Helsinki

We arrived in Helsinki on mid-afternoon on Friday after a 3 hour flight from Reykjavik. We had a pretty early start having to leave our hotel at 5.00 am for the one hour transfer to the airport and be checked in for our 7.55 am flight.

We were immediately struck with the extent of the contrast between Reykjavik and Helsinki. It was 2 degrees (C) when we left the hotel. Where Reykjavik was a tiny city with narrow streets and small shops (some larger shopping malls are in the new areas outside the city), Helsinki is a large European city with wide streets, big buildings and leafy trees in the parks. The biggest difference was that the sun was shining and the temperature was just over 20 degrees.

It was easy to develop a very comfortable feeling here in Helsinki, just as we did on our previous trip, five years ago. It is clean, open, bright and swarms with people. I couldn’t believe just how many attractive young women we saw on the streets. Our hotel (Hotel Glo) was right in the centre of the city and an ideal place for sight-seeing. I like this city!

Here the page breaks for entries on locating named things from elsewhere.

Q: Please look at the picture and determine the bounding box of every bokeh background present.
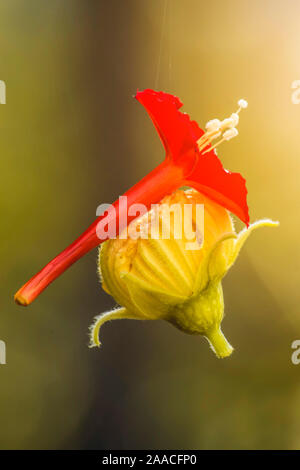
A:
[0,0,300,449]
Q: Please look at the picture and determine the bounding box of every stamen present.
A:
[198,99,248,155]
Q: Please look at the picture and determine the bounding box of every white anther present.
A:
[230,113,240,127]
[221,118,234,129]
[223,127,239,140]
[205,119,221,131]
[238,100,248,109]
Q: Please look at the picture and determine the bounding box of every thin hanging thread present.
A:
[155,0,169,90]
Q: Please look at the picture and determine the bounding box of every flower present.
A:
[15,90,253,306]
[90,189,277,358]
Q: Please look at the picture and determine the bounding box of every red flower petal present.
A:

We walked along the Esplanade that runs through the centre of town to the Stockman store. There were hundreds of local people in the grassy park in the centre of the road. They were sun baking and really enjoying the bright weather. We couldn’t help but notice that a number of young men were dressed very formally in white tie and tails and a couple of young women that we saw were dressed in formal Finnish dress and wore stovepipe hats similar to those in pictures that I have seen of Abraham Lincoln. We didn’t find the answer for this level of dress until the following day. Lots of young girls were carrying roses.

This park was originally created after a fire almost totally destroyed Helsinki in the early 1800’s. It was designed to act as a firebreak between the wealthy stone buildings on one side and the poorer wooden buildings on the other. It obviously also became a place where the gentry could stroll along in their finery. During WW1, when food was scarce, the garden beds were replaced with vegetable patches.

The Stockman department store sits at the top end of the Esplanade and is perhaps equivalent to the David Jones store in Australia – a full of very nice things from household products to the usual clothing and cosmetics. David and I had seen the Riga branch of this store when we visited Latvia together and Jill and I had lunch in the cafe in the Helsinki store when we were last here. It was almost essential to go back and buy some things from the store just for the experience.

We were quite tired after being on the go for so long on this trip that we didn’t wake up until after 10.30 am on the following morning. By then, breakfast at the hotel had finished so we wandered over the road to the famous Karl Fazer cafe and chocolate shop for brunch. This store has operated for over 110 years. Their chocolate and ice cream is famous throughout Finland. Their cafes also sell superb open sandwiches and pastries.

One of our interesting observations was to see many young families dressed to the nines, all lining up for enormous ice cream sundaes in the cafe. The kids looked as though they were all dressed to go to a wedding. Well, curiosity got the better of us so we struck up a conversation with a family at the next table and found out the reason. Coincidentally, the day we arrived here was the last day of the school and university year and the students were beginning their three-month summer holiday. (What a joy for all the mothers!) Families had therefore dressed up in their Sunday best to come into the city for a special treat on the first day of their holidays. That also explained the older university students and graduates with the roses and formal attire that we saw on the previous evening.

We spent the rest of the day wandering around the city, taking in the sites such as the Russian Orthodox Cathedral in which a wedding was taking place, the market square down by the docks and the large white ( but more austere) Protestant cathedral. It was just really pleasant to be out on this balmy afternoon. There is an enormous railway station at the top end of the city and the map showing the network of tram routes looks as complex as the map of the London Underground.

Today, Sunday, is our departure day for home and we were up and about a little earlier than the day before. After breakfast, we walked down to the harbour again and spent 90 minutes doing a sight seeing cruise around the harbour area. This took us past some of the historical fortifications and ship building yards, many of the wealthier areas and through the area of the port where the huge ice breakers are moored over summer. These ships a capable of breaking ice that is 5 m thick and are essential in keeping Finland’s ports open during winter.

After some more wandering through the city, we ended up back at the Stockman store for some more shopping and then back to the hotel to pack. We were very grateful for being able to arrange a 6.00 pm checkout. After a quick bite to eat, we are now at the airport waiting for our 11.40 pm flight home via Singapore.

2 comments

  1. Bill & Dorothy · ·

    Still wondering about ‘hong girls’……
    Just wanted to say what a fabulous trip and ‘Welcome Home’!
    You certainly will need a few more ‘sleep-ins’ to recover, and you’ve earned them!
    Looking forward to catching up with you both.
    See you soon, but not too soon……
    Love from us
    B & D

  2. The ‘hong girsls’ were not some exotic female species from the high arctic – just a typo from the self correcting feature on my IPad. Obviously, I was really referring to ‘young girls’, and I now have corrected it thanks to your observation.